7. Com frequência penso, ao ler os textos do Desidério, que parte da convicção de que existe em todos os alunos uma auto motivação intrínseca para o conhecimento e que, como diz, se a Filosofia for apresentada aos alunos de forma clara e cientificamente rigorosa, os alunos gostarão de aprender Filosofia. Partilho com o Desidério a convicção, até por experiência própria, de que muitos alunos valorizam o conhecimento científico dos seus professores. Mas também tenho a experiência de que muitos alunos não têm essa motivação intrínseca e de que ela tem de ser desenvolvida. Como? Não é através de um discurso claro e cientificamente bem fundamentado do professor. Só isso não basta e tenho essa experiência como professora de Filosofia, Psicologia e de Sociologia. Mais, comparando a minha experiência profissional, sei que isso é muito mais fácil de fazer na Psicologia e na Sociologia do que na Filosofia. Na Filosofia é, realmente, necessário mediar o discurso filosófico com dispositivos didácticos. Será que isso banaliza ou fragiliza o conteúdo filosófico da aula? Só se o professor não souber o que está a fazer. Só se não dominar verdadeiramente os conteúdos. E, nesse caso, não há bom manual que ultrapasse as deficiências do professor.

Anónimo disse...

Viva,
deixe-me contrapor um pequeno aspecto que refere. também possuo experiência de ensino em filosofia, psicologia, sociologia, psicossociologia, sociologia da comunicação, técnicas de atendimento e relações públicas e, curiosamente, é nas aulas de filosofia que motivo mais os alunos, mesmo que a tenha já ensinado em diversos contextos socio culturais. Penso que tal se deve à minha maior motivação para a ensinar em relação às outras disciplinas. Pela experiência que possuo, os alunos estão, à partida, convencidos que a sociologia ou psicologia são disciplinas mais fáceis porque, precisamente, nós, professores de filosofis lhe fazemos crer essa ideia falsa. Pensam, inclusivé, que a psicologia e a sociologia são ciências mais práticas. Mas tal ideia - que lhes é passada pelos próprios professores - é errada. A diferença substancial é que a psicologia ou sociologia possuem métodos experimentais para algumas das suas áreas centrais, ao passo que a filosofia não os possui. Com efeito, é muito mais fácul e, arrisco, atraente, para um aluno estudar os argumentos dos filósofos partindo de algum método com a lógca, do que compreender análises narrativas e estatísticas da filosofia ou compreender o método experimental na psicologia. Penso que a sua ideia decorre da forma como numa maioria das vezes, nós, professores de filosofia, encaramos a nossa disciplina.
Rolando Almeida

Anónimo disse...

Errata:
quando referi:
"compreender análises narrativas e estatísticas da filosofia "
queria referir:
"compreender análises narrativas e estatísticas da sociologia"
Obrigado
Rolando A

Anónimo disse...

"E quando não se vê essa relação ocorrem as duas desgraças ao mesmo tempo: professores com qualificação científica, mas sem qualificação pedagógica, e professores com qualificação pedagógica, mas sem qualificação científica."

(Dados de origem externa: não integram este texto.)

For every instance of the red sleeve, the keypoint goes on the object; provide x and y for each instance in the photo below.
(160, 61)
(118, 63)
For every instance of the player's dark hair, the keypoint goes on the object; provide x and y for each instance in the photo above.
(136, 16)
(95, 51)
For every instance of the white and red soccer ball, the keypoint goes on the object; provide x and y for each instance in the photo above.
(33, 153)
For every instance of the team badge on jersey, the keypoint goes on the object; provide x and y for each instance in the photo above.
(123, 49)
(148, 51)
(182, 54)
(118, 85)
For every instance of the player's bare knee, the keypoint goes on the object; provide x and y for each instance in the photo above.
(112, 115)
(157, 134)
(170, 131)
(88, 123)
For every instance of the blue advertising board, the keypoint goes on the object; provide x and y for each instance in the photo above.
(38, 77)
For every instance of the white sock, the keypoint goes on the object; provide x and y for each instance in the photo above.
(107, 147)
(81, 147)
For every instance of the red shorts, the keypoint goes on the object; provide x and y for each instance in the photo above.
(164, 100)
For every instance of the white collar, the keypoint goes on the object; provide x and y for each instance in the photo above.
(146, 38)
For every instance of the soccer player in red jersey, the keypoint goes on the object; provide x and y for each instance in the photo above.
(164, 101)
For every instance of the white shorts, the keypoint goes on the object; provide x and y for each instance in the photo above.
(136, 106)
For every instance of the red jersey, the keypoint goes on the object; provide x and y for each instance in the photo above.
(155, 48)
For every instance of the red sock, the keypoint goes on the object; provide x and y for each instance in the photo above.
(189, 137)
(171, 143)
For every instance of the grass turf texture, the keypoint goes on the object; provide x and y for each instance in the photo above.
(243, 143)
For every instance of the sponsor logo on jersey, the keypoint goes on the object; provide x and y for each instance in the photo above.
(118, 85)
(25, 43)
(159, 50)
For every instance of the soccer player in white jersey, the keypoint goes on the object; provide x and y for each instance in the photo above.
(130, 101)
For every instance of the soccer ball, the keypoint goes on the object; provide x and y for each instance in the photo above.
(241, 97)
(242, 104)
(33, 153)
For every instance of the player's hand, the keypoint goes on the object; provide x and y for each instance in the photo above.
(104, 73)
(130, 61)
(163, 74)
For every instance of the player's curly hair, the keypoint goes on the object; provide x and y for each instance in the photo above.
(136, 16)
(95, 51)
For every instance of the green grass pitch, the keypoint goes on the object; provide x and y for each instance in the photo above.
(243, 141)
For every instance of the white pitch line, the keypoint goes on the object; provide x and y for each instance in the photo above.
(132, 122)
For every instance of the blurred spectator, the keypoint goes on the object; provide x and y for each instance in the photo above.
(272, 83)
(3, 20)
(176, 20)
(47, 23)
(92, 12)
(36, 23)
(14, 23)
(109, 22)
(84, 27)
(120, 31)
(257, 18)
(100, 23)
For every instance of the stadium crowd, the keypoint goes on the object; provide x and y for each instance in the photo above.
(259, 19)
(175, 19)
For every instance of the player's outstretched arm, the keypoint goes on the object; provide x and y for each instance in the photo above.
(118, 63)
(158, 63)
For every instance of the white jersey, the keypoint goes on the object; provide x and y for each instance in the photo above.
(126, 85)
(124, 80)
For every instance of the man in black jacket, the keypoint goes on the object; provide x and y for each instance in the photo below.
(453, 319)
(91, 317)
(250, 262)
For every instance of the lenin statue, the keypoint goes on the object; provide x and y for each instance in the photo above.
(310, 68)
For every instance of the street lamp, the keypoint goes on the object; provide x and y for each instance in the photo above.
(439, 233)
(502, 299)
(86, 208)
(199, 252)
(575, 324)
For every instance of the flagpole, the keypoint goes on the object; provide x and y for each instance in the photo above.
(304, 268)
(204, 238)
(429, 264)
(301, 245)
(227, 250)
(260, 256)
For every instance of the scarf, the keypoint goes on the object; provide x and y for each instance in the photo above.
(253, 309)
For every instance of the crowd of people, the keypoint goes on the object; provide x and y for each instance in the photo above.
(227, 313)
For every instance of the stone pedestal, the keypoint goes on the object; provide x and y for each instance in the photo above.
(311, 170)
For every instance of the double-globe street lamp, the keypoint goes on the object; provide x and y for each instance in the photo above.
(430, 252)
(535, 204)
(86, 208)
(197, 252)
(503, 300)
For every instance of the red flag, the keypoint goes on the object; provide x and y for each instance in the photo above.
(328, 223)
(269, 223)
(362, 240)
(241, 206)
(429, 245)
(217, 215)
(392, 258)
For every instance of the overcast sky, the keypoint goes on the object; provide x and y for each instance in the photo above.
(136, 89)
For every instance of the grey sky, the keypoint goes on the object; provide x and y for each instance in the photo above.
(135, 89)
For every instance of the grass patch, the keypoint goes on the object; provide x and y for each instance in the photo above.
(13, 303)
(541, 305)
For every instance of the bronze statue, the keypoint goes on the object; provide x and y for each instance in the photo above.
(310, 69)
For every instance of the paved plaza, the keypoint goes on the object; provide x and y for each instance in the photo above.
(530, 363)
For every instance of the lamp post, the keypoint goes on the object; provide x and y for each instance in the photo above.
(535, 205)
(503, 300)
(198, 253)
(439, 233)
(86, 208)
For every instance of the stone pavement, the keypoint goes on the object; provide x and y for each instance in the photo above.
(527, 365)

Penso que a pessoa que critica tem toda a razão, as afirmações de "pessoas sem qualificação pedagógica" no ensino secundário parece-me perigosa. Talvez nas universidades, para "adultos" tudo seja permitido, mas professores sem qualificações pedagógicas no ensino secundário é um perigo e o pior é que para si nem são necessárias, pelo que entendi, em primeiro lugar.

Anónimo disse...

Exma. "cristina melo",
Consigo compreender a sua frustração relativamente às dificuldades que a sua filha apresenta, mas, uma turma tem um ritmo de aprendizagem que não pode ser ajustado por causa de um aluno isolado. Que espécie de pedagogia seria essa de ajustar o ensino a um aluno isolado, em deterimento dos restantes?
Quando a sua filha chegar ao mercado de trabalho, se a performance dela for inferior à dos restantes colegas, quem vai ser o culpado? O chefe?
A pedagogia é importante, mas, se a pedagogia estiver adequada a 19 alunos, e 1 tiver dificuldades parece-me que o problema não é a pedagogia.

Cristina Melo disse...

Pois, o problema não era esse, muito pelo contrário, mais uma vez, mostra que, ao subestimar a psicologia e as motivações, não é senão uma pessoa perigosa.

Cristina Melo disse...

De resto, já sabia à partida no que resultaria a conversa, era de prever.

Talvez clonar-se a si próprio e fazer um país de Desidérios fosse uma boa solução.

Anónimo disse...

Caro Rolando

O que afirmei relativamente à Sociologia e à Psicologia não foi que considero, ou que os alunos considerem, estas disciplinas mais fáceis. O que afirmei foi que ao trabalhar estas disciplinas com o mesmo rigor e profundidade teórica, os alunos aderem mais facilmente e os resultados, nomeadamente ao nível das avaliações sumativas, é francamente melhor. Em Filosofia temos que trabalhar com vários obstáculos à aprendizagem, que vão desde a resistência à disciplina por razões que já referi na minha intervenção anterior, até à falta de textos (que agora já começa a ser um pouco menor), de várias perspectivas filosóficas, cuja linguagem seja acessível aos alunos. Devo dizer-lhe que também já ensinei em vários contextos sociais. E, mesmo na escola na qual ensino presentemente, tenho situações muito diversas. Desde alunos que aderem à disciplina e são mesmo capazes de reconhecer um problema filosófico, responder-lhe a partir de várias perspectivas filosófica e até assumir uma posição pessoal, devidamente fundamentada até alunos que, muito educadamente, vão fazendo tudo o que lhe é solicitado, mas aderem de forma morna à disputa intelectual que lhe é proposta, e, verdadeiramente, não transformaram nada do que foi trabalhado na aula em conhecimento pessoal a partir do qual sejam capazes de pensar e de intervir no mundo.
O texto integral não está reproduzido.